The goal of this project is to develop a predictive model that can estimate the probability of a customer making their first purchase in the Beauty vertical. Machine learning and data processing techniques will be used to create an accurate and robust model that can help identify conversion opportunities and improve marketing and sales strategies.
In the development of this project, the following methods and techniques were employed:
- Feature Selection with XGBoost: The XGBoost algorithm was applied to select the most relevant features that influence the probability of purchase in the Beauty vertical. This helped to reduce the dimensionality of the data and improve model efficiency.

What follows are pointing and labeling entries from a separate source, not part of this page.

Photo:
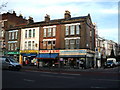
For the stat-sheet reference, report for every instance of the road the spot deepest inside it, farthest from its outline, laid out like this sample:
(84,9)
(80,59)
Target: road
(38,79)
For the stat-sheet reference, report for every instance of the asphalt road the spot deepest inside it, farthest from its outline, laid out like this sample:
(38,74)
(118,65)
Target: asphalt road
(37,79)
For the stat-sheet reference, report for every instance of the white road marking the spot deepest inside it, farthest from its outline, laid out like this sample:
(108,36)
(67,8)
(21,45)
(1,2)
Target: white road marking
(28,80)
(58,76)
(106,80)
(96,87)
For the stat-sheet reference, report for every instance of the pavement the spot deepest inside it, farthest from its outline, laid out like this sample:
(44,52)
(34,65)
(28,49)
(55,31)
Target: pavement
(71,70)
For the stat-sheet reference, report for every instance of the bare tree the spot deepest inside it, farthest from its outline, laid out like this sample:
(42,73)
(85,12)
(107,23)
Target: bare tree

- Encoding: Encoding techniques were implemented to convert categorical variables into numerical representations that could be used by machine learning models. Encodings such as One-Hot Encoding and Frequency Encoding were employed to effectively handle categorical variables.
- Imputing: Mean imputation and categorical imputation techniques were applied to handle missing values in the dataset, ensuring that the models could be trained on complete data.
Several machine learning models were evaluated and compared to predict the probability of purchase in the Beauty vertical. The models used include:
- LightGBM
- Logistic Regression
- Random Forest
- XGBoost
meli_challenge/
├── conf/
│ ├── data/
│ ├── feature_selectio/
│ ├── models/
│ ├── preprocess/
│ ├── save_selected_columns/
│
├── data/
│
├── notebooks/
│
├── src/
│ ├── data/
│ ├── models/
│ ├── preprocess/
│ ├── utils/
│ ├── pipeline/
│
├── utils/
│
├── README.md
- Clone this repository to your local machine.
- Install the necessary dependencies using
pip install -r requirements.txt
- Adjust the model configuration in the /conf directory as needed.
- Multirun with hydra
python main.py -m +models=lgbm_clas,xgb_clas,rad_for,log_reg +preprocess/encoding=freq_encoder,one_hot_encoder
- Before executing the notebook, make sure to run Step 4 to train the models with the best hyperparameters.